The Our Town grants fund engagement, cultural, planning and design projects, said Mike Crist, interim dean of the College of Creative Arts and Communications and one of the writers of the grant application. “They’re programs for creative place-making projects that help to transform communities into vibrant, beautiful and resilient places with the arts at their core,” he said.

The partnership of arts, educational and philanthropic organizations in the region will use the grant to implement Inplace – the acronym for Innovative Plan for Leveraging Arts through Community Engagement. Partners are the YSU creative arts and communication college, the YSU Regional Economic Development Initiative, the McDonough Museum, the city of Youngstown’s “City of You” branding and marketing campaign, the Kent State University College of Architecture and Environmental Design, and Cleveland Urban Design Collaborative.

“We originally decided to throw our hat in the ring on this grant opportunity after the City of You campaign was presented to the public and received City Council support and support from City Hall,” said R.J. Thompson, assistant professor of graphic design at YSU. Thompson wrote the grant application along with Crist; Dominic C. Marchionda, city-university planner with YSU REDI; and Leslie Brothers, professor of art and director of the McDonough Museum.

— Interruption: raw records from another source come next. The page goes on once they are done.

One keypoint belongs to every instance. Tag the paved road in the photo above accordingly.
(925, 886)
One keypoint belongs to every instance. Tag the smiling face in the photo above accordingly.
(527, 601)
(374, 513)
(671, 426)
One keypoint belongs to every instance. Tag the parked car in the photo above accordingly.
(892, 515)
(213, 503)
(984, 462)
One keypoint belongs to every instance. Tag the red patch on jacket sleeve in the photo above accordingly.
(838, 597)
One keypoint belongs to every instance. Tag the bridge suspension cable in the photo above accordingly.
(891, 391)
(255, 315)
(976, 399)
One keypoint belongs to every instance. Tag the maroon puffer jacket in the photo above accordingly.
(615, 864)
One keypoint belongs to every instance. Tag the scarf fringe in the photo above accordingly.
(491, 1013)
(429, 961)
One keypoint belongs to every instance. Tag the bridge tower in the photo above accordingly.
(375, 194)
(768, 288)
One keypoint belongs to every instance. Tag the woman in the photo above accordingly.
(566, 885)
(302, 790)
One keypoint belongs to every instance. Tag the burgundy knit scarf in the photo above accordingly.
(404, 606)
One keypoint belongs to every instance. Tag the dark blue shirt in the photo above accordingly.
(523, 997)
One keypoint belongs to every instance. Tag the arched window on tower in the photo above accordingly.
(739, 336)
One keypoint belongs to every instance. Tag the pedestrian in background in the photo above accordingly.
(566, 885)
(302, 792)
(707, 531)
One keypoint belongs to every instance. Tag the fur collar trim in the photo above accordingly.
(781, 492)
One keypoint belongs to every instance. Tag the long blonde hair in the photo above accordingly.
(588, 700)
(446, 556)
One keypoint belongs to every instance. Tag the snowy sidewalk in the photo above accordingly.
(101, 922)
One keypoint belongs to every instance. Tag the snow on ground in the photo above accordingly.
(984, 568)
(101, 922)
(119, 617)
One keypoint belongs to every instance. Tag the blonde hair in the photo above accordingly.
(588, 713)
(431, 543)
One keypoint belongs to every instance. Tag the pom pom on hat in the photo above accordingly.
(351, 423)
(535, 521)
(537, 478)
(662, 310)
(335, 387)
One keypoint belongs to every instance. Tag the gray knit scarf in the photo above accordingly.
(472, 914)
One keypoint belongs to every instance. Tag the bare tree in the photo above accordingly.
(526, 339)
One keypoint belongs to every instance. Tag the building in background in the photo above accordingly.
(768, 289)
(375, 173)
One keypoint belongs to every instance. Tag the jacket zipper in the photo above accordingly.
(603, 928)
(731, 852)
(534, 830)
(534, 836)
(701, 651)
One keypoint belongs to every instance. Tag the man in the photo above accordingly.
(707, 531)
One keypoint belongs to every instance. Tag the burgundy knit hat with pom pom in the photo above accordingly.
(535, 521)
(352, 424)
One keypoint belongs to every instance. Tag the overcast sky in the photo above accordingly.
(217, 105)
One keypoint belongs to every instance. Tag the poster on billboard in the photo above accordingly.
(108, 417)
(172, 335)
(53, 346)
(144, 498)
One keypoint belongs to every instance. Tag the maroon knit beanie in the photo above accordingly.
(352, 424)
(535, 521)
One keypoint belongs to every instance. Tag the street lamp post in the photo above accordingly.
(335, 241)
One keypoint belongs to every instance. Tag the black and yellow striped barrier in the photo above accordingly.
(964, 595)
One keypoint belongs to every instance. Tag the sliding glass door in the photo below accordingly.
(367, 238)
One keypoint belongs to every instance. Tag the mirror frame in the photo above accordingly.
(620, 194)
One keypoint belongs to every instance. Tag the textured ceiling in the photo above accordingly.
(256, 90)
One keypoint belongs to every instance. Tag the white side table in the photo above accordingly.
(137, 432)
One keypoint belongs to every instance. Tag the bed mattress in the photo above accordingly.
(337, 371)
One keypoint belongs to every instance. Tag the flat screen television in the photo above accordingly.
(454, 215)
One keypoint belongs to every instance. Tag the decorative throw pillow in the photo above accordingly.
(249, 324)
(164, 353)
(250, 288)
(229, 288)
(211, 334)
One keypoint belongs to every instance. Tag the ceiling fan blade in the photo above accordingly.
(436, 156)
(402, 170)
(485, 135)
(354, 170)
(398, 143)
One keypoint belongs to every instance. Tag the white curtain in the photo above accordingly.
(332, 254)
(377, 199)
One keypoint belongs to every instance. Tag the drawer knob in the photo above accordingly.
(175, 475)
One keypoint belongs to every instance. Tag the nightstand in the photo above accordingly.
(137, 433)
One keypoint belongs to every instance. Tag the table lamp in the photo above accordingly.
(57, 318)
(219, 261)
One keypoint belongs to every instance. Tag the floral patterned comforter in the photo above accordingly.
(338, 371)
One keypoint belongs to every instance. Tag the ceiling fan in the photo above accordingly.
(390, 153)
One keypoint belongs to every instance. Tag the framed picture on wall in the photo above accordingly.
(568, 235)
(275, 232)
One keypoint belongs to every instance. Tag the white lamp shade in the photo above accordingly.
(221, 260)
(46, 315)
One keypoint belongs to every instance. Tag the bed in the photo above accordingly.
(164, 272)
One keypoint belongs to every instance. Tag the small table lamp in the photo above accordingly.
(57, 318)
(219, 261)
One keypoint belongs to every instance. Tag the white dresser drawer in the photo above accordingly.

The project came together over the course of three years, Marchionda said.

“It focuses planning initiatives and resources in targeted locations to draw on and compound the effect of well-coordinated action. It is directed toward community-driven art projects that combine storytelling with place making,” he said.

The City of You campaign “was going to be a great conduit through which our grant goals, which were originally to form an arts district, could really be communicated,” Thompson said. Through data mining and podcasts the project will collect from the community, the planners intend to determine what the community wants to see in the arts “and then we make that a reality,” he said.

People can record short podcasts that focus on the arts at one of a dozen recording stations that will be established or can conduct a longer-form interview on a broader range of topics with Thompson.

Funds from the grant will be distributed evenly to five project teams on one of five themes: way finding, parking, lighting, technology and green infrastructure.

Matching funds came from a variety of partners, such as the Youngstown Foundation, the Mahoning County Convention & Visitors Bureau and the Community Foundation of the Mahoning Valley.

Matching funds weren’t required but community stakeholders always step up when “a quality idea that’s going to benefit the greater community” comes up, Marchionda said. The funds made the YSU application “that much more competitive,” he remarked.

The project seeks to strengthen the connection between YSU and downtown, Mayor John McNally said, “one that we’ve really seen come into play over the last three or four years.”